When you think of digital transformation, locksmithing may not come to mind. But for the 90-year-old company, LSC (Locksmiths’ Supply Company), the journey to modernise and jump into the digital age is all encompassing, both in terms of updating internal operations and in educating locksmith customers.
Certainly, things have come a long way since its founder, Aubrey Findon Johnson, established the company in 1926 and imported the first code cutting machine for cylinder keys to Australia.
“Despite being a 90-year-old business we are a fast changing and evolving business around understanding the digital transformation of security,” LCS project team leader, Paul Newton, who’s spearheading technology management, implementation and leadership, told CIO Australia.
With strong associations and partnerships with the locksmithing, security, building and hardware industries, Newton said the company represents 160 manufacturers (30,000 hardware, software and service products), locally and overseas, and has operations in each state and a head office in North Melbourne with over 130 employees nationwide.
Eyeing internal operations, LCS selected Epicor - the cloud deployed ERP solution - in a bid to manage growth, diversification and a complex supply chain and distribution requirements, a move that Newton said is a big part of its efforts to modernise technology operations for the wholesale distribution business.

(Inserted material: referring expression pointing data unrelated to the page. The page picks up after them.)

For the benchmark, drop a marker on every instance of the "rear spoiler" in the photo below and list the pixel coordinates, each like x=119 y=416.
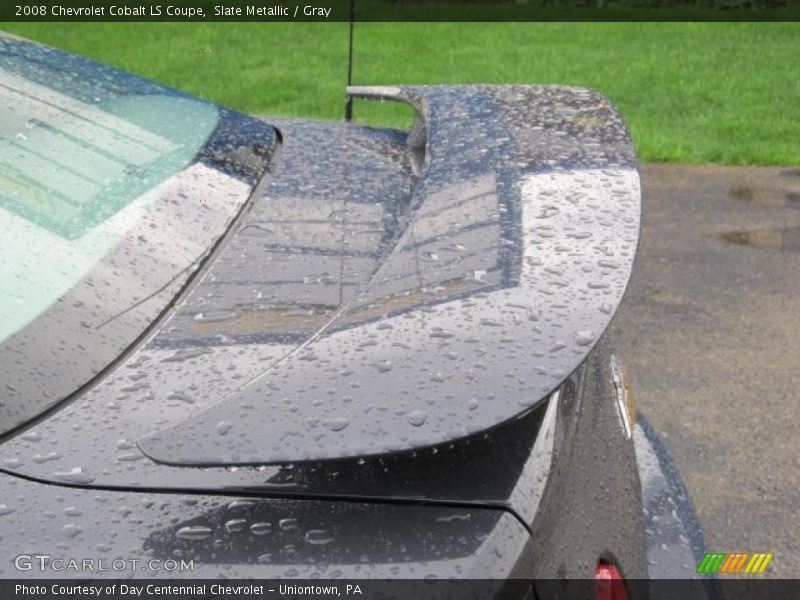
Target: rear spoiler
x=548 y=175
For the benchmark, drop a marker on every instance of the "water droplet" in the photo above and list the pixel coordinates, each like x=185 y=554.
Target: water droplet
x=336 y=424
x=417 y=417
x=194 y=532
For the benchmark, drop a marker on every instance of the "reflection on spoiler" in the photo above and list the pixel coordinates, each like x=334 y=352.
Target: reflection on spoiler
x=516 y=249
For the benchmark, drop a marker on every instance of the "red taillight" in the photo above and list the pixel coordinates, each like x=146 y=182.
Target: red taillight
x=608 y=583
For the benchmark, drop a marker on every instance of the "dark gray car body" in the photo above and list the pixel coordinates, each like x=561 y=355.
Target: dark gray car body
x=390 y=365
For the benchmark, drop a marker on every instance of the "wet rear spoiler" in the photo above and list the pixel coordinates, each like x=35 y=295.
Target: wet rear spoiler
x=548 y=178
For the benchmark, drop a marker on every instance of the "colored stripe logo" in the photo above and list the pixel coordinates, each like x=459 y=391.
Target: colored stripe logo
x=735 y=562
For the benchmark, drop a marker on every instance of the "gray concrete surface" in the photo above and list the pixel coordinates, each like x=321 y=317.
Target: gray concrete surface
x=710 y=332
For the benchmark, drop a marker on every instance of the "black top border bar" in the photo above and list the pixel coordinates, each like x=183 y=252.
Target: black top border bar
x=399 y=10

“You can imagine as a 90-year-old company we have been very much about shelving and racking, paper-based, 'pick and pack and dispatch' and all of that sort of stuff. We have recognised it was time to move on from our legacy software because the R&D wasn’t being invested into it.”
Newton said the company’s growth, diversification and complexity led it to seek a contemporary ERP solution, one that could manage all supply chain and distribution efforts as well as provide top-line visibility into critical business information.
“Security is a growth industry and technological advancements are being made all the time. Our staff are used to seeing smart technology built into the products we sell, from the humble car key right up to home automation, commercial and automotive security,” he said. “In order to remain competitive and retain staff, the onus was on us as managers to provide modern software which is flexible, intuitive and instinctive rather than proprietary, complex and unwieldy.”
Overall, he said the company has invested in a more centralised distribution centre, whereby LCS is able to distribute product far more efficiently using contemporary tools, including scanning, bar coding, and electronically pick pack, operated still with staff management, but in a far more sophisticated way.
“We were looking to reduce the times in which we handle stock. Historically, the more you handle stock, the more expensive it becomes and the greater probability that you are going to lose control of stock. Factors like accuracy, with questions like, ‘where is it?’ and ‘has the package been handled too frequently?’ arise,” he said.